Altro aspetto problematico è quello dei terreni confiscati. Circa 26.200 terreni nel territorio nazionale risultano essere nelle mani della criminalità. Purtroppo, il processo di sequestro, confisca e destinazione dei beni di provenienza mafiosa è piuttosto lungo e poco efficace. Sono numerosi, infatti, i casi di territori sequestrati rimasti di fatto nelle mani della criminalità. I beni confiscati non vengono sempre restituiti alla collettività; in questo modo si sprecano tra i 20 e i 25 miliardi di euro secondo le stime dell’Istituto nazionale degli amministratori giudiziari (Inag). E oltre al danno, la beffa: i soggetti criminali che non vengono sgomberati dagli immobili godono per giunta del vantaggio di non pagare le tasse, essendo il bene sequestrato. “Dobbiamo gestire meglio questi beni confiscati, restituirli alla comunità. Altrimenti diventa una misura controproduttiva.” Queste le parole della Presidente Bindi.

Furti

Sono frequenti anche i casi di raid criminali organizzati, essenzialmente nelle campagne. Vengono rubati interi carichi di prodotti, mandrie e attrezzature. Le associazioni mafiose puntano sulla condizione di isolamento delle campagne, sprovviste di presidi di polizia. Gli agricoltori sono costretti a trovare soluzioni personali, quali ronde organizzate tra i coltivatori o facendo scortare i propri prodotti. Nel migliore dei casi si procede all’installazione di sistemi Gps sui trattori e di impianti d’allarme collegati alla centrale dei Carabinieri o della Polizia.
Risulta evidente la necessità di lavorare per evitare questo disagio, per esempio invertendo la tendenza allo smantellamento dei presidi e delle forze di sicurezza presenti su questi territori.

Frodi on line

La nuova frontiera delle agromafie è il web. L’acquisto di prodotti alimentari on line è sempre più elevato, anche se l’Italia risulta essere la più restia ad uniformarsi a tale tendenza, ormai diffusa a livello mondiale. Anche nel nostro Paese, però, la pratica sta lentamente prendendo piede (con un dato più che raddoppiato rispetto al 2015, passando dal 6,1% all’attuale 19,3%).
preisdenteIl rischio maggiore è quello di incorrere in prodotti di bassa qualità. Per questo Coldiretti, Eurispes e l’Osservatorio sulla criminalità nell’agricoltura e sul sistema agroalimentare si fanno promotrici della messa a punto di un sistema d’identità certificata, come avviene attualmente per i farmaci.
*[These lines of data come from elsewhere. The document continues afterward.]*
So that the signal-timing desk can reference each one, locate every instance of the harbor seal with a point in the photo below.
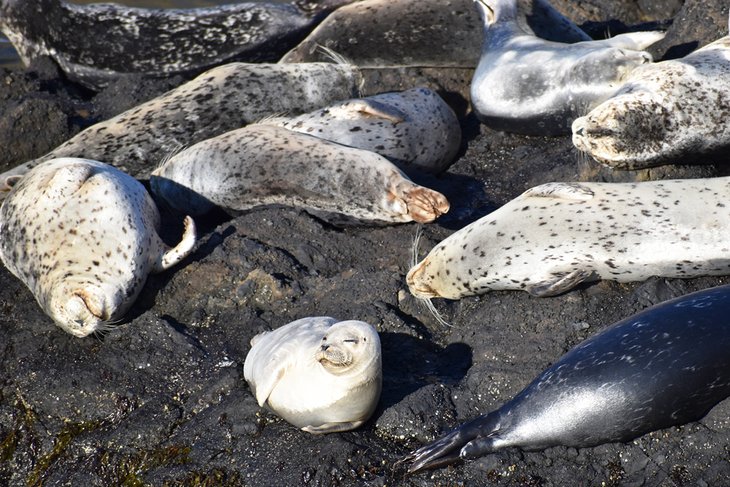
(159, 42)
(529, 85)
(557, 235)
(413, 128)
(82, 236)
(319, 374)
(667, 365)
(419, 33)
(664, 113)
(264, 165)
(222, 99)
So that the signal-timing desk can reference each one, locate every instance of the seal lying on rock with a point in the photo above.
(413, 128)
(529, 85)
(319, 374)
(423, 33)
(665, 366)
(222, 99)
(263, 165)
(157, 42)
(664, 111)
(82, 236)
(557, 235)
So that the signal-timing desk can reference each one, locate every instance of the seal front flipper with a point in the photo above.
(559, 283)
(372, 108)
(568, 191)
Da estendere però a livello internazionale. “Dobbiamo produrre iniziative di carattere europeo. Se rimane una rivendicazione nazionale rischiamo di non farcela. La legislazione europea dev’essere la cornice entro la quale operano i nostri strumenti. Abbiamo tutte le condizioni per farlo, ma tanto lavoro per creare questa sinergia” ha commentato il Ministro Martina. I dati sono sconcertanti: l’italian sounding, nato allo scopo di ingannare e far credere che il prodotto sia italiano usando un nome che ricordi la nostra lingua, supera i 60 miliardi di euro di fatturato. Una grave perdita per l’economia italiana. Il fenomeno poi non proviene solo dall’estero: diffuso è anche il “falso” di matrice italiana, rappresentato dall’azione di chi importa materie prime da cui ricava prodotti che successivamente vende come italiani.

C’è ancora della strada da fare per l’avvio di un sistema sano e onesto. Per questa ragione ci si sta adoprando, perché “difendere il nostro cibo significa difendere la nostra identità, cultura e tradizione” dichiara Gian Maria Fara, Presidente Eurispes.